With the proposed monitization model, we add a new source of these helpful prompts: brands. Brands can pay to prompt users for a recommendation. This marketing spend on their part is aligned with the value of the system, with helping users recommend products for their network.
This would work by allowing brands to create custom audiences (by incorporating an Unfluence script for purchase/review events on their website, or by uploading past customer lists directly) and compete in a real time exchange. Users can opt-out of this targeting, but contrary to most targeting, it exists to help the user recommend (for or against) purchased products to help their network, and only works for brands which have great products; and not to manipulate the user into buying a product (the goal of most social media targeting efforts).
This monization model (of brands paying to prompt for recommendations) is aligned with the system in a way ads can never be. Brands can never purchase "ads" for search result spots - results are always dynamic to a user based on their trusted network. With Unfluence, brands can pay to surface requests for consumers to recommend (or dismiss away) their product - hoping the user themself takes an action to bring the product to life in the network. Only then is it alive in the system.
Thus, marketing spend in the platform is directly aligned with the value of the platform - bringing more recommendations to bear to help your network make informed decisions. The marketing spend bears fruit and becomes real only through happy customers - and no amount of cash can deceive users in search results (as ads do) since these are not pitches as recommendations to searchers, but pitches to be recommended by users. This pitch is aligned with the platgorm, users are not annoyed by these requests but happy to recommend great products to their network. They align with the system - a system where users want to recommend products/brands to help their network make informed decisions - and these requests (along with the three existing origins of prompts: onboarding, community, and mutual) remind users of products.

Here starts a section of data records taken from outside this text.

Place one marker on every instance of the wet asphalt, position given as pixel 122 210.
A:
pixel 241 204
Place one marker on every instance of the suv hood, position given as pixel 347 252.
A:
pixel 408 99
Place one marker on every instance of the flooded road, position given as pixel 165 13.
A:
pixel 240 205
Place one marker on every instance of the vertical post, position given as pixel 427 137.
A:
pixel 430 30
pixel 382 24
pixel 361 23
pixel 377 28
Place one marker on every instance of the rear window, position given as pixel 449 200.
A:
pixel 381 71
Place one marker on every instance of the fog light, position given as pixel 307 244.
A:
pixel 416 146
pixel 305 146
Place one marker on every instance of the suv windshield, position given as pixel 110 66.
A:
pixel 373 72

Unfluence's monization model is correctly aligned not just with users, but with quality brands. It is not only powerful for users, it's incredibly good news for brands with quality products.
Unfluence helps fixes a broken system of expensive ads by providing a platform to work directly with their audience, moving the power of influence from expensive agencies to happy customers.

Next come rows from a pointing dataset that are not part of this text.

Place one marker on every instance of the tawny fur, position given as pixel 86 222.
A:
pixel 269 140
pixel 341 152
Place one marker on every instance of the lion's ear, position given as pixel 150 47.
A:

Traditionally, influence has been held by the agencies with the largest ad spends, deploying it on mediums to target and manipulate viewers based on their personal data. This ad business model is a race to the bottom: of mediums harvesting everything they can know about users so as to compete for ad revenue to monitize their product, as well as brands with small budgets feeling pressured to do everything they can to be efficient with their small budgets.

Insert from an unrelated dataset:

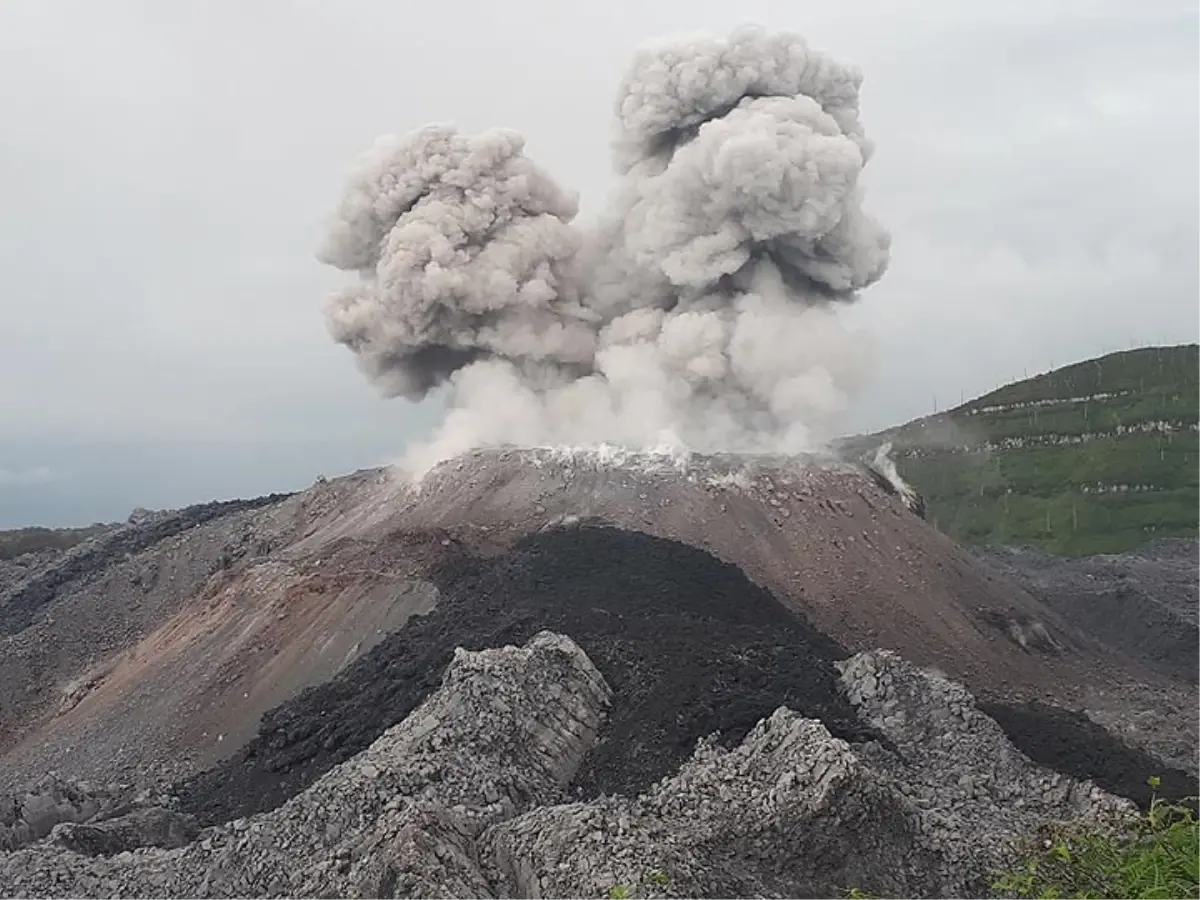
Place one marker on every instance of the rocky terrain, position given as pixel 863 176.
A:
pixel 228 672
pixel 1145 603
pixel 467 797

The shift of influence to individuals is already underway with influencers: where brands work with trusted experts. Unfluence provides a platform for not just influencers, but for everyone to share their recommendations; where users can find recommendations from anyone they trust: family, friends, co-workers, influencers. This platform is aligned not only with users to share and discover, but also with brands that have great products and are recommended by customers into their networks, where no amount of big money can buy search result spots or secure expensive ongoing visibility in social feeds.
This monitization model has alignment with users and brands, and so scales. This contrasts with the ad model, where there are hosts of inverse relationships with scale: as more ads innundate consumers, the noise outpaces the signal; products incorporating ads do so as a tradeoff and not as a benefit of the product itself; and privacy is ever attacked to leverage more data to compete for spend.